Коллективизации и голоду, а также предшествовавшей им голощекинской кампании «малого Октября» посвящены три главы книги. Камерон в подробностях рассказывает о событиях 1928–1934 годов, разворачивая их в хронологической последовательности. Красной нитью через все повествование проходит идея о том, что плохая организация и подготовка коллективизации, недостаток кадров на местах, пренебрежение жизнями и интересами коренного населения вызывали неразбериху, произвол активистов на местах, грабежи, насилие и массовое бегство. Реакцией на несколько волн коллективизации (небольшая пауза была взята после статьи Сталина «Головокружение от успехов» в мартовском номере «Правды» в 1930 г.) стали восстания и откочевки в приграничные зоны. Эти события стали колоссальной социальной катастрофой, оправиться от которой до определенной степени удалось лишь спустя десятилетия.

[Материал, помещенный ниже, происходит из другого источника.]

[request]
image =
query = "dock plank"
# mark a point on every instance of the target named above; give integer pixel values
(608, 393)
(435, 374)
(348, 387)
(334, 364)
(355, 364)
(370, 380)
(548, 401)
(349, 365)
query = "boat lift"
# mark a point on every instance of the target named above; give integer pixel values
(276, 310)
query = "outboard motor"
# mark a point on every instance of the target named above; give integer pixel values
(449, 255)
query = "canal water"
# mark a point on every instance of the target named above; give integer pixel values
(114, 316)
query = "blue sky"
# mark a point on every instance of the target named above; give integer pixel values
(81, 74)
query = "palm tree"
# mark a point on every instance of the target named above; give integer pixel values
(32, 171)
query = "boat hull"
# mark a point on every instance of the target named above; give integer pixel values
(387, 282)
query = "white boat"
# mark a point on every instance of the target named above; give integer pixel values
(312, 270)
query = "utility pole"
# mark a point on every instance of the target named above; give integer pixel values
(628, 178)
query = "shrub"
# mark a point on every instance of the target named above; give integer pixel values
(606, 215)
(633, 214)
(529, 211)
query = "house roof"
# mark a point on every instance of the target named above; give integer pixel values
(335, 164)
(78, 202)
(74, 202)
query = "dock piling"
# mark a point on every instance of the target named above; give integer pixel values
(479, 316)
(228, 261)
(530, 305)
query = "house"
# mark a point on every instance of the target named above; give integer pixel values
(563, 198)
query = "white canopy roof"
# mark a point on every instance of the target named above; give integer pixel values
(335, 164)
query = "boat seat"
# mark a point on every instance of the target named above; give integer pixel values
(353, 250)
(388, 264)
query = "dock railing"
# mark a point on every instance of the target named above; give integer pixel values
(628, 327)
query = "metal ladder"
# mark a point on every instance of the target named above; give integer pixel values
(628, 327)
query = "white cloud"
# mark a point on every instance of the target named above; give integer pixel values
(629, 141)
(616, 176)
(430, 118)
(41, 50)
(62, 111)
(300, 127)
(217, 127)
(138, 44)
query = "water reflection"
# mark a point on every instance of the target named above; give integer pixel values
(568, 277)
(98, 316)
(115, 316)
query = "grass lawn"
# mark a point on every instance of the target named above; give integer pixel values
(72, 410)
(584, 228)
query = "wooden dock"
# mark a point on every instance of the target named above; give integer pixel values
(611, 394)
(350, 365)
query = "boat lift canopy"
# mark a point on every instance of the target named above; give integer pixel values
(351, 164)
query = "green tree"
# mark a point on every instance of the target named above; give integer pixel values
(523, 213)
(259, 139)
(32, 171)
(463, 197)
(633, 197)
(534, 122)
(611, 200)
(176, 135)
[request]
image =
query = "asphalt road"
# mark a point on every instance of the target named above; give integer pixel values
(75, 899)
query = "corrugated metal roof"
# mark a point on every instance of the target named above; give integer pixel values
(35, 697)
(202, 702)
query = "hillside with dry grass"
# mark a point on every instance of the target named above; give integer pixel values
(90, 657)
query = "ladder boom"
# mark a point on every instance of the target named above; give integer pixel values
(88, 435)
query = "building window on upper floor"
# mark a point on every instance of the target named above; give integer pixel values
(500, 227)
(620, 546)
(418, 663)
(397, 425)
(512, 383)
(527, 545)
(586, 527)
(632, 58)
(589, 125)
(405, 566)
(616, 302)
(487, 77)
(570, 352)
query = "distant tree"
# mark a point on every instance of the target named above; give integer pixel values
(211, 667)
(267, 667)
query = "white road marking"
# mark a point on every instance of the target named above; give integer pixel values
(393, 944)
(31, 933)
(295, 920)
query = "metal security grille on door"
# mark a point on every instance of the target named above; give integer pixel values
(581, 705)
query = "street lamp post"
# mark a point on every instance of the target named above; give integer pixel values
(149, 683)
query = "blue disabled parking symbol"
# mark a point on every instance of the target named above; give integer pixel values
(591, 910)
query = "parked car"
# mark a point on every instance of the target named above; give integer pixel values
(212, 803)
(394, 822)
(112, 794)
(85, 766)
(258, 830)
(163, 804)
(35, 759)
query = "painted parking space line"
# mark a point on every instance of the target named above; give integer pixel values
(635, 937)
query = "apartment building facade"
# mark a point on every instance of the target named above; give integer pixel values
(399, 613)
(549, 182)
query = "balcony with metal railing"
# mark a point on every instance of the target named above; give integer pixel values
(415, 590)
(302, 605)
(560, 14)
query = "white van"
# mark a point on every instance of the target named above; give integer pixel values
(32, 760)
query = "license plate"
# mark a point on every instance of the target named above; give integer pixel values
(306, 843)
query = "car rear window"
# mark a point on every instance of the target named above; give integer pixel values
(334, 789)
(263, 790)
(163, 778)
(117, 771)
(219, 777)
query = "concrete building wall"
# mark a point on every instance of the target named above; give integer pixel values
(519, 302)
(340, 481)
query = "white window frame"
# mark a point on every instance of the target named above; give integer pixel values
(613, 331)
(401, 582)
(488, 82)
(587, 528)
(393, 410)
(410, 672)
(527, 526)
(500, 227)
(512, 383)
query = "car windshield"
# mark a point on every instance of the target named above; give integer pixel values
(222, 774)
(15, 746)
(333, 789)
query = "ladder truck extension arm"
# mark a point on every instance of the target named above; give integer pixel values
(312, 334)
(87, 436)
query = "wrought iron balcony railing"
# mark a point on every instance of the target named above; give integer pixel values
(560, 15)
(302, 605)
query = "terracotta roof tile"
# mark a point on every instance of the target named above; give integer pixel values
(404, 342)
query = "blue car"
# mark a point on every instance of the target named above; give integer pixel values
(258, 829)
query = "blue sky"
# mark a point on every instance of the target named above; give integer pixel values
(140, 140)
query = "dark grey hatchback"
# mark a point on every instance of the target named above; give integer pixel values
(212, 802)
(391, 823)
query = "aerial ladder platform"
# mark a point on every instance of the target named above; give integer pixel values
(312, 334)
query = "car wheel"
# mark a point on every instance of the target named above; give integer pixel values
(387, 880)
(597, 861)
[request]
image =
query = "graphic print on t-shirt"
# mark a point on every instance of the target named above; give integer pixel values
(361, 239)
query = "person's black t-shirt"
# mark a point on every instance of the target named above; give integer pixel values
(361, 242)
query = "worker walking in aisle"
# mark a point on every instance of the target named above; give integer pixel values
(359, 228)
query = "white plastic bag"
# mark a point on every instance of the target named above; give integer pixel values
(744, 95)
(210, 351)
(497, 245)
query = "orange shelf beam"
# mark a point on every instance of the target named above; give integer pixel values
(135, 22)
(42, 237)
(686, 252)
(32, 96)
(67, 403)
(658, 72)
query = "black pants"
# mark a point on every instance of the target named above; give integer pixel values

Камерон очень удачно вплетает в свой нарратив голоса очевидцев событий 30-х годов, которые были в то время детьми. Владея и русским, и казахским языками, исследовательница обращается к впечатляющему корпусу мемуаров и архивных материалов, чтобы сделать разговор об этой трагедии менее абстрактным и перевести фокус на рядовых людей, на чью долю выпали огромные страдания и которые тем не менее в глазах власти сами были главными виновниками. Провал коллективизации часто объяснялся партийной верхушкой «неразвитостью» кочевников, их приверженностью к отсталым, с точки зрения исторической шкалы марксизма-ленинизма, родовым связям. Но, кроме того, мы вновь встречаем в большевистской риторике того времени вечную песенку про «иностранных агентов», вредителей и байских ставленников, подстрекающих население на восстания, откочевки и неповиновение.

Как бы то ни было, по мнению Камерон, коллективизация при всей ее чудовищности в конечном итоге позволила советскому руководству достичь несколько целей в отношении Казахстана. В частности интегрировать казахов в местные партийные учреждения и органы власти, а также сделать национальность основным элементом идентичности коренного населения. Проект национального строительства и модернизации кочевого общества был осуществлен, но за него была заплачена огромная цена.

Вполне можно ожидать, что выход книги «Голодная степь» в этом году позволит открыть новые стороны в общественной дискуссии Ашаршылыка. Сама Камерон признается, что тема эта все еще «хранит много тайн». Некоторые сюжеты, лишь контурно обозначенные в исследовании, вполне могут стать темами диссертаций. Кроме того, интерес западной академии к этой проблематике, по всей видимости, тоже растет, так что было бы недальновидно продолжать ограничивать местных ученых, отдавая тем самым возможность конструирования нарратива о голоде в Казахстане зарубежным историкам.